WELCOME

You are reading the thoughts of one who has kept them mostly out of the public venue. By virtue of the concept, blogs seem narcissistic so you can expect a lot of personal pronouns to show up.

I don't like being pigeonholed, though many have called me a conservative. I agree with much of what is often considered conservative views, but I do tend to occasionally differ on this view point. I have also been termed opinionated. Well, please remember this is my view, and I consider my view valid until convinced otherwise. That doesn't necessarily make it right; it simply makes it my view.

Please feel free to leave a comment.

NOTE: The posts in this blog are duplicates of the column I write for the Perris City News and Sentinel Weekly.

All right, let's get started. You are about to read neither the rantings of a madman nor the reflections of a genius. Perhaps somewhere in between:

December 19, 2013

Living the Fairy Tale

Fairy tales are created as nonsensical stories meant mainly to entertain children. Here is an adult fairy tale:

Once upon a time, a young drug dealer named Jojo ran out of product to push on children at the local Middle School. He was very depressed because the US Border Patrol had seized a shipment of cocaine the cartel had meant for him. He was distraught and feared he might have to resort to running a chop-shop or prostitution ring if he couldn’t get enough dope to sell to kids.

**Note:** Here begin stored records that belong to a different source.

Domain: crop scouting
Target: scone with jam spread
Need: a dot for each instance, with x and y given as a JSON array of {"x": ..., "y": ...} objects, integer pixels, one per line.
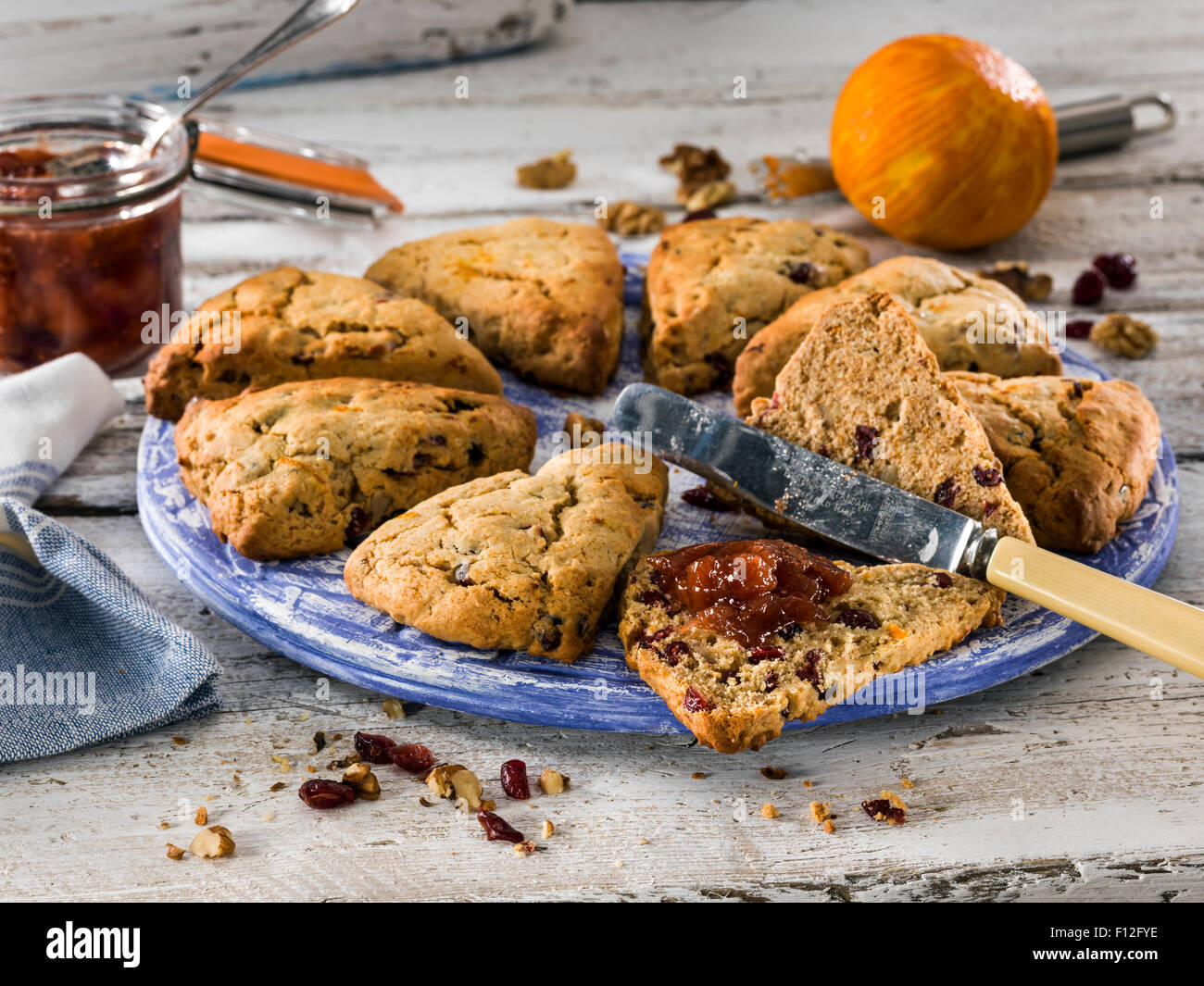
[
  {"x": 541, "y": 297},
  {"x": 947, "y": 305},
  {"x": 713, "y": 284},
  {"x": 301, "y": 468},
  {"x": 739, "y": 637},
  {"x": 307, "y": 325},
  {"x": 516, "y": 561}
]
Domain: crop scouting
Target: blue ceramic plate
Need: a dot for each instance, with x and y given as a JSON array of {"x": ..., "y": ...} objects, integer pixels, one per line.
[{"x": 304, "y": 610}]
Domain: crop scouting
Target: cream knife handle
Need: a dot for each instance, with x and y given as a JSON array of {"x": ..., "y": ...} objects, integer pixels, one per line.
[{"x": 1157, "y": 625}]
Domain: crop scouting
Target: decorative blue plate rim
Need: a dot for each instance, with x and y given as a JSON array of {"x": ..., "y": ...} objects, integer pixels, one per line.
[{"x": 302, "y": 609}]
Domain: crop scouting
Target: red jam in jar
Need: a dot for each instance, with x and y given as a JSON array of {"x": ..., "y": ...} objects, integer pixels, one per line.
[
  {"x": 85, "y": 260},
  {"x": 749, "y": 590}
]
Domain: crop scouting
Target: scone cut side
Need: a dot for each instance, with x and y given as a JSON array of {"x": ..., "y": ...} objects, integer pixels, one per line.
[
  {"x": 713, "y": 284},
  {"x": 1076, "y": 454},
  {"x": 516, "y": 561},
  {"x": 944, "y": 301},
  {"x": 734, "y": 698},
  {"x": 304, "y": 468},
  {"x": 289, "y": 325},
  {"x": 865, "y": 390},
  {"x": 542, "y": 297}
]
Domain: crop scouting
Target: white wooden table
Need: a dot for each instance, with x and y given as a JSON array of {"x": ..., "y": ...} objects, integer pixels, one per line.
[{"x": 1080, "y": 781}]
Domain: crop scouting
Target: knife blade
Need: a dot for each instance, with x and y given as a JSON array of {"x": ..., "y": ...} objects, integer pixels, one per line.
[
  {"x": 853, "y": 509},
  {"x": 823, "y": 497}
]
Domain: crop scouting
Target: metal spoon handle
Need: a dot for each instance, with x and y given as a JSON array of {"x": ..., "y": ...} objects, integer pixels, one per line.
[{"x": 314, "y": 15}]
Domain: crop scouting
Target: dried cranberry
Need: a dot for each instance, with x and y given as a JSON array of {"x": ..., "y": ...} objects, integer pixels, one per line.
[
  {"x": 514, "y": 781},
  {"x": 987, "y": 477},
  {"x": 810, "y": 668},
  {"x": 413, "y": 757},
  {"x": 1088, "y": 288},
  {"x": 866, "y": 438},
  {"x": 497, "y": 829},
  {"x": 651, "y": 597},
  {"x": 947, "y": 493},
  {"x": 859, "y": 619},
  {"x": 674, "y": 650},
  {"x": 326, "y": 793},
  {"x": 699, "y": 496},
  {"x": 875, "y": 806},
  {"x": 648, "y": 640},
  {"x": 374, "y": 749},
  {"x": 802, "y": 272},
  {"x": 1119, "y": 268}
]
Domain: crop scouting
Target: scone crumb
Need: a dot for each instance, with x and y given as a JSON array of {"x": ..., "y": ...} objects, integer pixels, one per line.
[
  {"x": 1123, "y": 335},
  {"x": 553, "y": 781},
  {"x": 709, "y": 195},
  {"x": 554, "y": 171},
  {"x": 360, "y": 777},
  {"x": 629, "y": 218},
  {"x": 1014, "y": 275}
]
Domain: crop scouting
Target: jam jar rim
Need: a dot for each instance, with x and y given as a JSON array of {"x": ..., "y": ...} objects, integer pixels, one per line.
[{"x": 25, "y": 117}]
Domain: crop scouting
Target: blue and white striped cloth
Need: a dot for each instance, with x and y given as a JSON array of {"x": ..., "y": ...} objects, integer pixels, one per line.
[{"x": 84, "y": 656}]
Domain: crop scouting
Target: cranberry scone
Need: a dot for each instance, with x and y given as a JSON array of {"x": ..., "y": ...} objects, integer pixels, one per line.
[
  {"x": 1076, "y": 454},
  {"x": 307, "y": 325},
  {"x": 517, "y": 561},
  {"x": 541, "y": 297},
  {"x": 947, "y": 305},
  {"x": 301, "y": 468},
  {"x": 713, "y": 284},
  {"x": 739, "y": 637},
  {"x": 865, "y": 390}
]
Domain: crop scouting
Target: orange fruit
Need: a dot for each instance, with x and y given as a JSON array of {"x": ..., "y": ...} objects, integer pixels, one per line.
[{"x": 944, "y": 143}]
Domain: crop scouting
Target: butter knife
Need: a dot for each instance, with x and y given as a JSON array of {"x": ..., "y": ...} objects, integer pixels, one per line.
[{"x": 853, "y": 509}]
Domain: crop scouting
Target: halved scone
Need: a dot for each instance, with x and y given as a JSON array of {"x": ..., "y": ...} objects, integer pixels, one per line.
[
  {"x": 287, "y": 325},
  {"x": 301, "y": 468},
  {"x": 517, "y": 561},
  {"x": 951, "y": 308}
]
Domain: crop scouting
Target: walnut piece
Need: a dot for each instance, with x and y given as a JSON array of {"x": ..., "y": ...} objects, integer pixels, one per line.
[
  {"x": 453, "y": 780},
  {"x": 1014, "y": 275},
  {"x": 548, "y": 172},
  {"x": 360, "y": 777},
  {"x": 709, "y": 195},
  {"x": 629, "y": 218},
  {"x": 1123, "y": 335},
  {"x": 553, "y": 781},
  {"x": 695, "y": 168},
  {"x": 212, "y": 842}
]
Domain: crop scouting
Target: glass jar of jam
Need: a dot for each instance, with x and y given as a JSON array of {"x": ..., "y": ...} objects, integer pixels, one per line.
[{"x": 85, "y": 261}]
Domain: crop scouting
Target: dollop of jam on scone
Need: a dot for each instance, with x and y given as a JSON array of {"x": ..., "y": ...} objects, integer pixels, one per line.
[{"x": 739, "y": 637}]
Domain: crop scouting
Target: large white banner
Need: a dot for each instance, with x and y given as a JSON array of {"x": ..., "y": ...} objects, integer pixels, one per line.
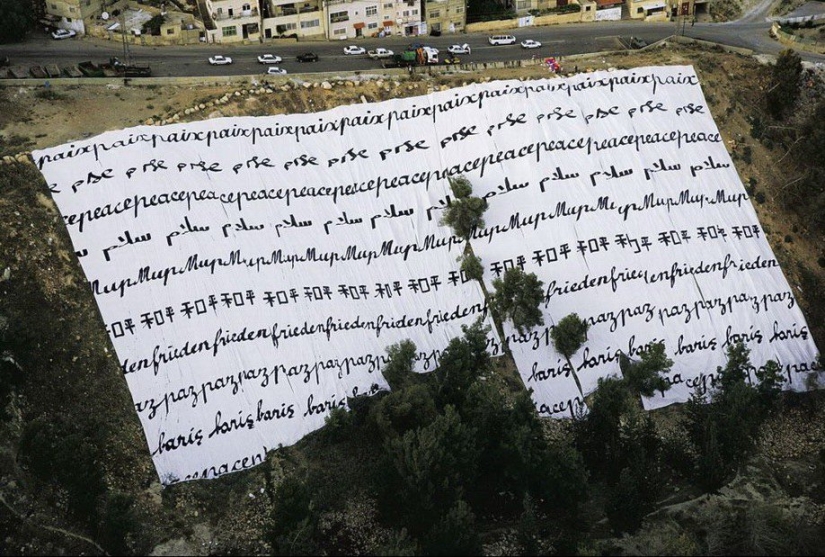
[{"x": 252, "y": 271}]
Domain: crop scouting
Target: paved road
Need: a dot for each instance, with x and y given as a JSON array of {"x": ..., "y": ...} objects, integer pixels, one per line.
[{"x": 562, "y": 40}]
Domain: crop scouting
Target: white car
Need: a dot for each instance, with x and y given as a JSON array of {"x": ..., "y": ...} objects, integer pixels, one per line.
[
  {"x": 352, "y": 49},
  {"x": 269, "y": 59},
  {"x": 64, "y": 34},
  {"x": 220, "y": 60}
]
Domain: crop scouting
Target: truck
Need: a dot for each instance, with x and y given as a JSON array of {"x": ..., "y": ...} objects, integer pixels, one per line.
[
  {"x": 115, "y": 68},
  {"x": 131, "y": 69},
  {"x": 422, "y": 56},
  {"x": 380, "y": 53},
  {"x": 90, "y": 69}
]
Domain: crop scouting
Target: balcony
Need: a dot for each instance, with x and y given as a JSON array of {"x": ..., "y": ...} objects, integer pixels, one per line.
[{"x": 240, "y": 14}]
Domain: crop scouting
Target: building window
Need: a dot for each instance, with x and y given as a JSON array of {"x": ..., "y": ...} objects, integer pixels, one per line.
[
  {"x": 337, "y": 17},
  {"x": 283, "y": 28}
]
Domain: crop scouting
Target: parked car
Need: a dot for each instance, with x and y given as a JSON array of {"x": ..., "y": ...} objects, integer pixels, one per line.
[
  {"x": 352, "y": 49},
  {"x": 269, "y": 59},
  {"x": 636, "y": 42},
  {"x": 380, "y": 53},
  {"x": 501, "y": 39},
  {"x": 416, "y": 46},
  {"x": 220, "y": 60},
  {"x": 63, "y": 34}
]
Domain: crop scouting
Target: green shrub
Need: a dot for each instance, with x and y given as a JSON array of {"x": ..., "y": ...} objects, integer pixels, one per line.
[{"x": 454, "y": 533}]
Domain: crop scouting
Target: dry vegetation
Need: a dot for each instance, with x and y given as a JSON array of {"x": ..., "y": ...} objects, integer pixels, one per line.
[{"x": 72, "y": 377}]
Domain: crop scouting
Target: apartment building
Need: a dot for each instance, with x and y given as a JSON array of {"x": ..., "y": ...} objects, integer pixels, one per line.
[
  {"x": 445, "y": 16},
  {"x": 229, "y": 21},
  {"x": 652, "y": 10},
  {"x": 73, "y": 14},
  {"x": 304, "y": 18}
]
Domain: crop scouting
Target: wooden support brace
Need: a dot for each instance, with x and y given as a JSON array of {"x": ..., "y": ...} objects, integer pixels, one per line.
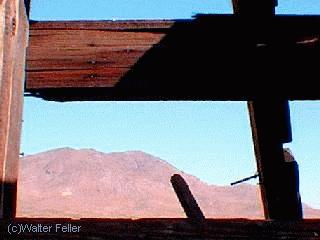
[{"x": 13, "y": 40}]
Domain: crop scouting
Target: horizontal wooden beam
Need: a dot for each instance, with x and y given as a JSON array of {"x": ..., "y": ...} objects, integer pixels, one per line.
[
  {"x": 165, "y": 229},
  {"x": 101, "y": 60}
]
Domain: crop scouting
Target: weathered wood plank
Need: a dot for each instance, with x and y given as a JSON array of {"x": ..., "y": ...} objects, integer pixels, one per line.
[
  {"x": 186, "y": 199},
  {"x": 279, "y": 180},
  {"x": 13, "y": 43},
  {"x": 154, "y": 59},
  {"x": 169, "y": 229},
  {"x": 87, "y": 55}
]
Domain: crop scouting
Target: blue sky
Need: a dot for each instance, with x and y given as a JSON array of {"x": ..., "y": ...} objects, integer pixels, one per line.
[{"x": 211, "y": 140}]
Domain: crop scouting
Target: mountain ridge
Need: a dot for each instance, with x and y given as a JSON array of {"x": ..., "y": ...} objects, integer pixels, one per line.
[{"x": 66, "y": 182}]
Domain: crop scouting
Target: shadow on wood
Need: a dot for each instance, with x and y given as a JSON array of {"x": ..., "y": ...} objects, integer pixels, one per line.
[
  {"x": 187, "y": 200},
  {"x": 212, "y": 57}
]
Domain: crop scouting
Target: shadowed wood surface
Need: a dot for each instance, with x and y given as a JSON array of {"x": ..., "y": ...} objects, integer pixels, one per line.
[
  {"x": 187, "y": 200},
  {"x": 183, "y": 59},
  {"x": 169, "y": 229},
  {"x": 13, "y": 41}
]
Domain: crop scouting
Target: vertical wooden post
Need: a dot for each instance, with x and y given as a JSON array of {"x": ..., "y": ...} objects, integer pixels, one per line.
[
  {"x": 279, "y": 179},
  {"x": 13, "y": 42},
  {"x": 270, "y": 124}
]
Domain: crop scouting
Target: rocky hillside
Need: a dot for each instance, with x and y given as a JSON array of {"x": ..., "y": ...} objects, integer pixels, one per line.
[{"x": 86, "y": 183}]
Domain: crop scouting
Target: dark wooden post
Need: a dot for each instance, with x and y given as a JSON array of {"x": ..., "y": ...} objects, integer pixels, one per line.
[
  {"x": 188, "y": 202},
  {"x": 13, "y": 42},
  {"x": 270, "y": 123},
  {"x": 279, "y": 179}
]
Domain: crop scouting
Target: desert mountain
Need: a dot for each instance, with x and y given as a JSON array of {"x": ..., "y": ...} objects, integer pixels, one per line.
[{"x": 86, "y": 183}]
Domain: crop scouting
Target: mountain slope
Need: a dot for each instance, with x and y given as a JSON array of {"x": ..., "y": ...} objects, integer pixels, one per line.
[{"x": 86, "y": 183}]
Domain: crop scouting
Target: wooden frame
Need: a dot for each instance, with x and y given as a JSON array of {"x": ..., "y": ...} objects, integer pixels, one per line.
[
  {"x": 13, "y": 41},
  {"x": 157, "y": 49}
]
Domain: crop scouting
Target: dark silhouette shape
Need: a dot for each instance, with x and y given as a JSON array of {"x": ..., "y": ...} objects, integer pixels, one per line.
[{"x": 188, "y": 202}]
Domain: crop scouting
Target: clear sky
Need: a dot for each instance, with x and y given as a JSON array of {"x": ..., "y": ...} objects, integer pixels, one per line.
[{"x": 211, "y": 140}]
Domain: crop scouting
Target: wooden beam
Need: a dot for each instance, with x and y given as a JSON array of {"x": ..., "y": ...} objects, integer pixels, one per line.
[
  {"x": 271, "y": 127},
  {"x": 279, "y": 179},
  {"x": 155, "y": 229},
  {"x": 101, "y": 60},
  {"x": 13, "y": 41},
  {"x": 186, "y": 199},
  {"x": 27, "y": 4}
]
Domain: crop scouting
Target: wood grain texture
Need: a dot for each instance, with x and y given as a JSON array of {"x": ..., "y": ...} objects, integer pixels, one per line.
[
  {"x": 87, "y": 54},
  {"x": 171, "y": 229},
  {"x": 183, "y": 59},
  {"x": 13, "y": 42}
]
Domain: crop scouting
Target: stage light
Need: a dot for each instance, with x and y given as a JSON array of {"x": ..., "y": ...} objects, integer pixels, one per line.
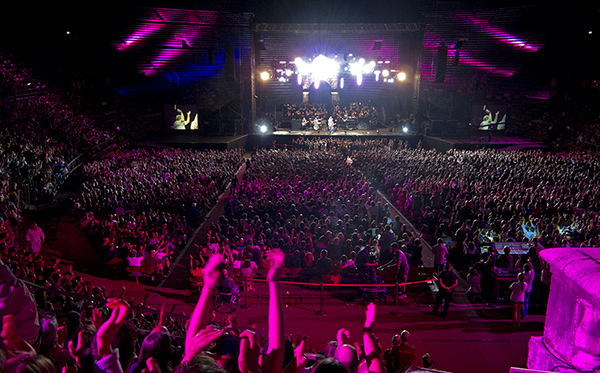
[{"x": 323, "y": 68}]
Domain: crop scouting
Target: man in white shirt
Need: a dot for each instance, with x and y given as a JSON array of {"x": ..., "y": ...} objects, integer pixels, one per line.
[
  {"x": 439, "y": 255},
  {"x": 35, "y": 237}
]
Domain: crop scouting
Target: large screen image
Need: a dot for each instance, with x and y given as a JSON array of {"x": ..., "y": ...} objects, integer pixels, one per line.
[
  {"x": 489, "y": 117},
  {"x": 181, "y": 117}
]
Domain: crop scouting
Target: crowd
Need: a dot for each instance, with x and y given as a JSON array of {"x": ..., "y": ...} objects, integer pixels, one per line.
[
  {"x": 356, "y": 110},
  {"x": 320, "y": 211},
  {"x": 15, "y": 76},
  {"x": 46, "y": 333},
  {"x": 40, "y": 135},
  {"x": 304, "y": 111},
  {"x": 144, "y": 203}
]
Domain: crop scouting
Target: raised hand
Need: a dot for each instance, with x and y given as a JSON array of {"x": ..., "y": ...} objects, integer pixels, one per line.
[
  {"x": 118, "y": 317},
  {"x": 211, "y": 272},
  {"x": 249, "y": 352},
  {"x": 97, "y": 318},
  {"x": 77, "y": 348},
  {"x": 340, "y": 336},
  {"x": 276, "y": 269},
  {"x": 204, "y": 340},
  {"x": 370, "y": 316}
]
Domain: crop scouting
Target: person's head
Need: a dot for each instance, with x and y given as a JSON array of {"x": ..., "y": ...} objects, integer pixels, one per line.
[
  {"x": 330, "y": 365},
  {"x": 200, "y": 364},
  {"x": 329, "y": 349},
  {"x": 158, "y": 346},
  {"x": 347, "y": 355}
]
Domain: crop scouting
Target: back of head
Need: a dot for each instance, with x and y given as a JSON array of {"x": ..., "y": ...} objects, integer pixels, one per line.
[
  {"x": 158, "y": 346},
  {"x": 26, "y": 363},
  {"x": 347, "y": 355},
  {"x": 200, "y": 364},
  {"x": 330, "y": 365}
]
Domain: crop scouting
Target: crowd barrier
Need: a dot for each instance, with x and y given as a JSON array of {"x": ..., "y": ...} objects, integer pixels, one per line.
[{"x": 322, "y": 285}]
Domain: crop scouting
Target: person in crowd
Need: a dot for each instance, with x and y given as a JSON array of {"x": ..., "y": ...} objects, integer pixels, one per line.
[
  {"x": 474, "y": 280},
  {"x": 447, "y": 282},
  {"x": 505, "y": 260},
  {"x": 529, "y": 277},
  {"x": 402, "y": 354},
  {"x": 35, "y": 237},
  {"x": 439, "y": 255},
  {"x": 517, "y": 297}
]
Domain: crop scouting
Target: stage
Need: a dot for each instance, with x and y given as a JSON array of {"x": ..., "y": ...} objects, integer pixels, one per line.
[{"x": 195, "y": 140}]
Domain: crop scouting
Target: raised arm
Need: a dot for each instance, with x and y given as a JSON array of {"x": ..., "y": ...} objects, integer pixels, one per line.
[
  {"x": 273, "y": 360},
  {"x": 374, "y": 362},
  {"x": 106, "y": 333},
  {"x": 201, "y": 314}
]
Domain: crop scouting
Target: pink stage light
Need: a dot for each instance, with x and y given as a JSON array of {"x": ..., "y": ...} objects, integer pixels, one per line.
[{"x": 484, "y": 27}]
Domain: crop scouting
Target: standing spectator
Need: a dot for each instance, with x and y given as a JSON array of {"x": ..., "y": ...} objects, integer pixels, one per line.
[
  {"x": 517, "y": 297},
  {"x": 35, "y": 237},
  {"x": 402, "y": 354},
  {"x": 439, "y": 255},
  {"x": 529, "y": 277},
  {"x": 474, "y": 280},
  {"x": 447, "y": 282}
]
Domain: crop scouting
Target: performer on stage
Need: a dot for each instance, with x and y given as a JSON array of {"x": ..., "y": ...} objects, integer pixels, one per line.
[
  {"x": 488, "y": 121},
  {"x": 180, "y": 121}
]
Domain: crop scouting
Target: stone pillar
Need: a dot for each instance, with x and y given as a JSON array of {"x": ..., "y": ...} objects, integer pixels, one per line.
[{"x": 572, "y": 330}]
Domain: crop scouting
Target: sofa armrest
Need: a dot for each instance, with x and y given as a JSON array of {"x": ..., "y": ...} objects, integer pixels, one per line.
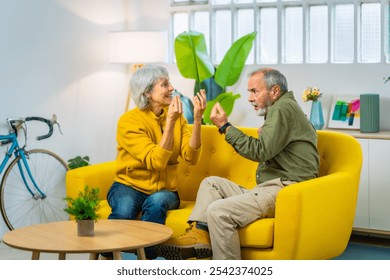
[
  {"x": 99, "y": 175},
  {"x": 315, "y": 217}
]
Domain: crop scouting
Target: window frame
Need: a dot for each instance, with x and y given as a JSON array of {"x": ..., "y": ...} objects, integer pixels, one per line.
[{"x": 192, "y": 6}]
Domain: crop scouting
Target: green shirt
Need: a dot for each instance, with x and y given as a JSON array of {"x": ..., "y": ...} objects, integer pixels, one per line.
[{"x": 287, "y": 144}]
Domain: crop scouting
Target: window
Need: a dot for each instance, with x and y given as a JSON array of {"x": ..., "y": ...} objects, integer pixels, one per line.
[{"x": 290, "y": 31}]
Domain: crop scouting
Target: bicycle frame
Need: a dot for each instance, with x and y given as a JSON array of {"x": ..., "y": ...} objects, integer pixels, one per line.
[{"x": 20, "y": 152}]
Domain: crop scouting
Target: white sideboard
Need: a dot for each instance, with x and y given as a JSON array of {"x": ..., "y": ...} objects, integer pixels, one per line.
[{"x": 373, "y": 206}]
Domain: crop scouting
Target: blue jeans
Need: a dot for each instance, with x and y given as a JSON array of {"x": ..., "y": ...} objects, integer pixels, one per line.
[{"x": 126, "y": 203}]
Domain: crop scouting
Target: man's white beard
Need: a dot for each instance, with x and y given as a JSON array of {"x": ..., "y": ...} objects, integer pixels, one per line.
[{"x": 262, "y": 112}]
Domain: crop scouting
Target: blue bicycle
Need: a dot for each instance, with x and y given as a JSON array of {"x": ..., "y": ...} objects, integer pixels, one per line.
[{"x": 32, "y": 189}]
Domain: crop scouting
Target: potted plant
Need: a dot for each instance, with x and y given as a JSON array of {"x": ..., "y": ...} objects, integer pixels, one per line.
[
  {"x": 193, "y": 62},
  {"x": 84, "y": 208}
]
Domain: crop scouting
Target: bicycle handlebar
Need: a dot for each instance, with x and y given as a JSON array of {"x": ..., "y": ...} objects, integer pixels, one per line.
[
  {"x": 16, "y": 123},
  {"x": 47, "y": 121}
]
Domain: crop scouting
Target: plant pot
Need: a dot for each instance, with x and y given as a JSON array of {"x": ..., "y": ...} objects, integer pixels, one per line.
[{"x": 86, "y": 228}]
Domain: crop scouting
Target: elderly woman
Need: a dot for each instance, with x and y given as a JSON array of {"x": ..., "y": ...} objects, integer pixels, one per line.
[{"x": 151, "y": 137}]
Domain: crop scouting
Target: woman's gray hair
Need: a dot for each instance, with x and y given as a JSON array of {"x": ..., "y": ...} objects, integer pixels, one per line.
[
  {"x": 143, "y": 81},
  {"x": 271, "y": 78}
]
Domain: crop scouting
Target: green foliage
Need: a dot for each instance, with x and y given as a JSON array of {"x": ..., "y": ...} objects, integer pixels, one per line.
[
  {"x": 225, "y": 99},
  {"x": 191, "y": 56},
  {"x": 85, "y": 205},
  {"x": 78, "y": 161},
  {"x": 229, "y": 71},
  {"x": 193, "y": 62}
]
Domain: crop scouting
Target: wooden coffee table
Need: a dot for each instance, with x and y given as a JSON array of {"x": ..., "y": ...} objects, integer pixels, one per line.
[{"x": 110, "y": 236}]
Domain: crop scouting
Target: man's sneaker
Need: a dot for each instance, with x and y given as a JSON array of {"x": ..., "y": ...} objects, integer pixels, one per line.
[{"x": 195, "y": 243}]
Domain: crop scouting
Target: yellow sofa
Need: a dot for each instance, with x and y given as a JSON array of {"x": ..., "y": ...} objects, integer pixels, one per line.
[{"x": 313, "y": 219}]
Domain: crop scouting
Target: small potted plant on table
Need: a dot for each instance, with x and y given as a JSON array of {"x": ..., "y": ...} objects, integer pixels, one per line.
[{"x": 84, "y": 208}]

The Department of Homeland Security decided it would be more compassionate to give Jojo the shipment they confiscated at the border. After all, they had already arrested the drug mule that tried to bring it in. Jojo was so grateful he wrote a personal note of thanks to President Obama, and the children at the Middle School lived high ever after.

Okay, I said it was a fairy tale. The entire story premise is absurd. Why would anyone in our government want to forward the interdicted package confiscated from smugglers to the intended criminal recipient? That is precisely what Texas US District Judge Andrew S. Hansen thought when he discovered a DHS policy regarding smuggled children of illegal immigrants (see http://www.foxnews.com/politics/2013/12/19/judge-claims-dhs-parents-smuggle/).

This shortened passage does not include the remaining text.